I had every confidence in the team and the manager I was meeting with.
We reviewed the facts, what we were seeing. No disagreement there. Then I asked her for her thoughts. She thoughtfully walked me through the mire that was bogging the team down. There were some sticky challenges. “Ok, but what should we do about it?” I asked. That’s when I started getting frustrated.
I knew she had the answer, but she was stuck in a quicksand of circumstances and needed a bit of creativity to escape. She was fighting the muck she was in rather than thinking about what else she could do. She needed to reframe the issue in a more solution friendly way. Though she was in quicksand, she needed to remind herself how she was in control.
“Something was getting in the way of us reaching our potential”
In a recent Freakonomics interview, How to Be More Productive, Pulitzer prize winning, The New York Times author Charles Duhigg highlighted research that revealed how critical an internal locus of control is to success. He said “. . . everyone either has an internal locus of control, which means that they believe that they control their own fate or an external locus of control, which means that they think things just happen to them and they’re powerless.” He explained how reframing our thinking can begin to shift our locus of control back to center where we can think and act most effectively.

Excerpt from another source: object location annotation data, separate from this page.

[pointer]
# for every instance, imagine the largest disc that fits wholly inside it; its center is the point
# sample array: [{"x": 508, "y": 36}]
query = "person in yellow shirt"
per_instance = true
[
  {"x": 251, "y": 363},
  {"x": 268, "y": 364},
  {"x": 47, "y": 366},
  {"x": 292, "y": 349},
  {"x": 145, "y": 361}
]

Here’s a simple exercise that can help unstick your focus from all the stuff that will make you lose to the only way you can win. I learned this from Dr. Henry Cloud’s book, Boundaries for Leaders.
On paper or a white board, make two columns. Label the first one “NO control.” Spend three to four minutes listing all of the element you’re stuck with, the things you can’t change or deal with. Get all the annoying, frustrating, “if only . . .” items listed that you can think of. Draw a box around the list. With it contained, turn your focus to the second column. Label it “IN Control.” List everything that you CAN control, small and large. Simple things like your attitude, what you listen to on the way home from work or how you spend the first 15 minutes at your desk. The list may be short or filled with a lot of wimpy looking control points. It’s advanced common sense–that this is where your power is. Focusing on anything else is a waste of time, unless you want to remain stuck. It is often the case that your competition has the same list of NO Control items. You’re in the same mess. That’s great! Leave them to mind the loser list, while you work out how to get the heck out of here using the Controls you do have.